Gray Failure

Posted on January 29, 2020

Gray Failure: The Achilles’ Heel of Cloud-Scale Systems is a delightful paper because it’s easy to read, the findings are directly useful in my day job, and because it reframes an important issue in a way which is not intuitive at first but simplifies it and leads to solutions.

All software fails from time to time, but evidence indicates that cloud scale services fail differently than other software which might be less distributed. The authors characterize this failure mode as “gray failure,” in which “component failures whose manifestations are fairly subtle, and thus defy quick and definitive detection.” This is in contrast to hard failure when a service simply stops working altogether. Examples include “severe performance degradation, random packet loss, flaky I/O, memory thrashing, capacity pressure, and non-fatal exceptions.”

So why is this distinction useful? Failure is failure, right? The authors maintain that, in contrast to hard failures, gray failure tends to increase very rapidly with scale. For example, consider network switches: “increasing redundancy can counter-intuitively hurtavailability because the more core switches there are, the more likelyat least one of them will experience a gray failure.”

This tells us several things. First, a gray failure might be a leading indicator of (in other words, it precedes) a hard failure.
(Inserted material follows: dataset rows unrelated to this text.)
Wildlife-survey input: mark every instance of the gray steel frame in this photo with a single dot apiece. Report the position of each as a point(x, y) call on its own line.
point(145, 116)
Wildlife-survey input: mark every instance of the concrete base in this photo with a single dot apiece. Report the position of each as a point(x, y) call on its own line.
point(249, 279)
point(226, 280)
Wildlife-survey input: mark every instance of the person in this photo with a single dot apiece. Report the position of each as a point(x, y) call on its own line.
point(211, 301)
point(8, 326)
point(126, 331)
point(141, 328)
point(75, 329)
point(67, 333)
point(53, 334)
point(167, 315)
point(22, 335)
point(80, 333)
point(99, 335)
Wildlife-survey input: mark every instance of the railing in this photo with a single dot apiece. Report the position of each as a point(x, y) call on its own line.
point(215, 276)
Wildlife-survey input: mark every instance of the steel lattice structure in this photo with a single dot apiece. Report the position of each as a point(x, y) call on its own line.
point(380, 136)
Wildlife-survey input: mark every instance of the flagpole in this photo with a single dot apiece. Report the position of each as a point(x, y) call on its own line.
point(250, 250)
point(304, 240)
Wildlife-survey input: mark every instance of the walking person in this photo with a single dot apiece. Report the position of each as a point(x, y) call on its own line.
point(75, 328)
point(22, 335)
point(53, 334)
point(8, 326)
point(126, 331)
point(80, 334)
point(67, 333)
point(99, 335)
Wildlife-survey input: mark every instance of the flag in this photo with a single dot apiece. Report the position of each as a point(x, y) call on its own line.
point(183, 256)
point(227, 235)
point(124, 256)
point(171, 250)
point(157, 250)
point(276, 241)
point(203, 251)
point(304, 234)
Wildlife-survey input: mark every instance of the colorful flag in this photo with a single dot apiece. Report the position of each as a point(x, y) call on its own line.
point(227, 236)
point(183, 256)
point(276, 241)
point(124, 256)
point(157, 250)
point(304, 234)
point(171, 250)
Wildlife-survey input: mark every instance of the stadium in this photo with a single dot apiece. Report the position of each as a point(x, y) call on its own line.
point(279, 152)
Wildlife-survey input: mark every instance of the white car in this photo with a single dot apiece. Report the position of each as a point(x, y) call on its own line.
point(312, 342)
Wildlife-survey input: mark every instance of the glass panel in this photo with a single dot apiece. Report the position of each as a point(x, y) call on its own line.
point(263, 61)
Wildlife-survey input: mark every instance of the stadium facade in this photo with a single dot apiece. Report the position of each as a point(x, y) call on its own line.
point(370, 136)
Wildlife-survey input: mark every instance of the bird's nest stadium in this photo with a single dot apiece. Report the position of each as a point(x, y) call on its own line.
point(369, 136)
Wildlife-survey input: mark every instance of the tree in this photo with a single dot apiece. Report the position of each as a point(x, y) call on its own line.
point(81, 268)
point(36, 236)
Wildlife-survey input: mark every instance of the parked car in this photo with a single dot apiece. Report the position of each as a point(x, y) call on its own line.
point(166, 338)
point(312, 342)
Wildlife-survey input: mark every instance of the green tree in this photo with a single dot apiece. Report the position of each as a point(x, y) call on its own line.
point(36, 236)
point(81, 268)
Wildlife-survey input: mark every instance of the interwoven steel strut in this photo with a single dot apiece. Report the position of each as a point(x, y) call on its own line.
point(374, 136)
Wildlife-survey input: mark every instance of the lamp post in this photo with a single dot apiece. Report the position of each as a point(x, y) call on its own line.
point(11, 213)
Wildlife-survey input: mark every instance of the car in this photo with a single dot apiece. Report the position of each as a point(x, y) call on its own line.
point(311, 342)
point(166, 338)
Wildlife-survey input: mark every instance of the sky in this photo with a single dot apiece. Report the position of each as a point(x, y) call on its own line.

Second, the usual response to hard failure, restarting the service or host, may not help at all (as with the case of running out of disk space) and will probably make things much worse by introducing latency into the system. Third, horizontal scaling may make the problem considerably worse, as an increasing number of service hosts increases correspondingly the chances of a gray failure in any of them.

How to detect gray failures is one of the most important contributions of the paper. Gray failures are characterized by “differential observability.” This means that the consumer of a service, say, an application, will observe a different result than another entity which is looking at the service, such as a health check. So the health check might just be checking to see if the service is up, but might not notice that it’s running very slowly due to having consumed most of the hard drive space. The paper notes, “many gray failure cases we investigated are only detectable in a distributed fashion because each individual component has only a partial view of the entire system.” The authors advise detecting gray failure by “closing the observation gaps between the system and the apps it services.” In particular, they recommend “moving from singular failure detection (e.g., with heartbeats) to multidimensional health monitoring.”

If any of the above is interesting to you, I’d recommend reading the whole paper. It’s short (only five pages), and it’s packed with useful information.

Tags: failure, cloud, papers